I had limited contact with the anesthesiologist who performed my epidural. He made inappropriate jokes before the procedure, did not provide me with information, and did not seem to encourage participation or collaboration among me, my husband, my doula, and himself. I never saw him again after the procedure or received any follow-up contact.

I wish I had known how long the numbness from my epidural could potentially last and wish that I had more support from the nursing staff after giving birth regarding the ongoing effects of the epidural. I was unable to move well because of this, though I didn't fully understand how numb I was until I tried to go to the bathroom. One leg was still numb 14 hours after my baby was born. It took another two hours for the numbness to completely wear off.

I wish that my providers would have impressed upon me that going to the bathroom (because of birth, but more so because of the numbness) would be extremely difficult. After giving birth, the hospital seemed short-staffed. I felt that I wasn't given as much support for self-care, breastfeeding, and baby care as I would have liked. I almost fell when I tried to get out of bed, even with assistance, because I didn't realize the extent to which the epidural affected my mobility.

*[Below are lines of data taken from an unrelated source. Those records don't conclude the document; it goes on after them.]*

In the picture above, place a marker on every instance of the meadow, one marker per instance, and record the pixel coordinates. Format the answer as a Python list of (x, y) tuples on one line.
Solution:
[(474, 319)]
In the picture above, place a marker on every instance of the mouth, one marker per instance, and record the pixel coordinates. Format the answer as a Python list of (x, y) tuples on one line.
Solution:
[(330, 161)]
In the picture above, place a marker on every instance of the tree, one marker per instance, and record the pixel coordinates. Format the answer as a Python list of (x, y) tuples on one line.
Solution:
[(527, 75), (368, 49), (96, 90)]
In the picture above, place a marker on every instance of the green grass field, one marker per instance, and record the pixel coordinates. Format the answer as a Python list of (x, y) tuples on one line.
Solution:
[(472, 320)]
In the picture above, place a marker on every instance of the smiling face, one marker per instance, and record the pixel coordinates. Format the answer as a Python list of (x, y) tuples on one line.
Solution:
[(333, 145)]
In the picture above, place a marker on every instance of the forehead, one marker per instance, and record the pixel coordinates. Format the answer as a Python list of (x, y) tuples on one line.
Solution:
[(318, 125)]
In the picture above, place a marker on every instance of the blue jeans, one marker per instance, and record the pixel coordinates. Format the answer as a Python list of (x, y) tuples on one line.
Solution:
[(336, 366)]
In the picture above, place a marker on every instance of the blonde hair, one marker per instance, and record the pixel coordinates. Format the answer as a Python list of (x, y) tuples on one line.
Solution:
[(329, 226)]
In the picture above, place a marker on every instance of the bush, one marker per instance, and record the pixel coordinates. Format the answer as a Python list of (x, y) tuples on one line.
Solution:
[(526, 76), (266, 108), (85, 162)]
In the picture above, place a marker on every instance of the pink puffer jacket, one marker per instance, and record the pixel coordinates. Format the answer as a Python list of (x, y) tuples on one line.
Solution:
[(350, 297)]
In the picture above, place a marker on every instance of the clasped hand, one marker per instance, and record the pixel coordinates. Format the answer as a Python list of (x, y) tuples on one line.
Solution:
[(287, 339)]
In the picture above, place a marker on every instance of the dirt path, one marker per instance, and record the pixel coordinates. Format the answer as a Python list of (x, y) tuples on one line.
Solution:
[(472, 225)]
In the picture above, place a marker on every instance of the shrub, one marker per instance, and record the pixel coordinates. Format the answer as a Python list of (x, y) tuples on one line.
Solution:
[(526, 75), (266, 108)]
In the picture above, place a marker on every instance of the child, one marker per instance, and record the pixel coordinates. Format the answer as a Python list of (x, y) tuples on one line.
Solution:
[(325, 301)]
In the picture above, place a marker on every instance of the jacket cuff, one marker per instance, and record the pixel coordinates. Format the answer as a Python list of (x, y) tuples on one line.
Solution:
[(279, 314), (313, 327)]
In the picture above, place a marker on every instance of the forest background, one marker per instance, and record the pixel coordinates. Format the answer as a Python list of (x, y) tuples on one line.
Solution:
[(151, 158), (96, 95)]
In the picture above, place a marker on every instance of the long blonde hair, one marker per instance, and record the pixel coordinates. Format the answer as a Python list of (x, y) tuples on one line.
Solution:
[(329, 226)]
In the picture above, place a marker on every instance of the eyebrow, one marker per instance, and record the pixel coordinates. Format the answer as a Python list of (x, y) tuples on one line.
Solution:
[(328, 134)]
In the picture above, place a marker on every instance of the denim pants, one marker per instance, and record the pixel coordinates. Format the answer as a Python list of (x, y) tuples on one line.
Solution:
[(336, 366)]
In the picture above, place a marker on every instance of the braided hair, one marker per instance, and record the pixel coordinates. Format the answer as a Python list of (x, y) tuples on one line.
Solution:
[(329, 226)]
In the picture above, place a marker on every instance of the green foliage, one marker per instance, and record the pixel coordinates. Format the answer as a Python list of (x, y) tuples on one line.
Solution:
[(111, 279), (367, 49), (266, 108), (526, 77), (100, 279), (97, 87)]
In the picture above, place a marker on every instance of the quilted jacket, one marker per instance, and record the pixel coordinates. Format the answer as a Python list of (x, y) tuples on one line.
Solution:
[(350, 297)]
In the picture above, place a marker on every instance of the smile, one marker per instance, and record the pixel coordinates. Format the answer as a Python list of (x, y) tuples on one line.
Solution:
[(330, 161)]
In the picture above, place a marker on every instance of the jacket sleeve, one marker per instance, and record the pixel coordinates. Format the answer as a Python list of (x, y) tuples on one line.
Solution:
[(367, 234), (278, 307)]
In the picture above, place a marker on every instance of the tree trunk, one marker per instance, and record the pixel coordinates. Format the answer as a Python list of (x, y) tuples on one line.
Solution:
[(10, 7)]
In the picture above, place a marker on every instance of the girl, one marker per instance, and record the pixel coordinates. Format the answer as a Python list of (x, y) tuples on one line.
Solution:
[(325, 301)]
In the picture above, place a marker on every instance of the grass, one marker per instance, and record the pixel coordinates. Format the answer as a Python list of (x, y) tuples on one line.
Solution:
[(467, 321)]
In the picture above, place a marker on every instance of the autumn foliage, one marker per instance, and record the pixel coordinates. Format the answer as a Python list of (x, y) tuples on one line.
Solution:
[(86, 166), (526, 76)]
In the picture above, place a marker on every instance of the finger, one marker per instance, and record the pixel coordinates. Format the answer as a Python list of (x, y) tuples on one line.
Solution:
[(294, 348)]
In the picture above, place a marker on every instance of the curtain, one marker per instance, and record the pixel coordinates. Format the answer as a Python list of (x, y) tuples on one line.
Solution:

FINAL THOUGHTS — I would not encourage or discourage someone else to choose an epidural; I realize that my experience is different from those of other people, and I think this choice is very personal. While I was glad that I received an epidural, I don't think this is the best decision for everyone. I know some people do not want to experience the pain of childbirth. I would advise those people that getting an epidural is likely a good decision for them. I would encourage any pregnant person to learn more about epidurals and their potential side effects before making the decision whether or not to have one.

If I had experienced some of the side effects of epidurals, such as headaches, itching, or complications leading to a cesarean birth, I would not have felt that this was a positive choice. I will always wonder how I would have fared without an epidural, and I still wouldn't choose to have one for future births without first seeing how my body responded to labor. I learned that I could trust my body and my pain cues to make the right decision for my care.

RESOURCES — One resource that I consulted frequently was Evidence Based Birth (https://evidencebasedbirth.com). I used this website frequently to make decisions about my birth plan, including whether or not to get an epidural. I think everyone should have access to birth classes, whether online or in person.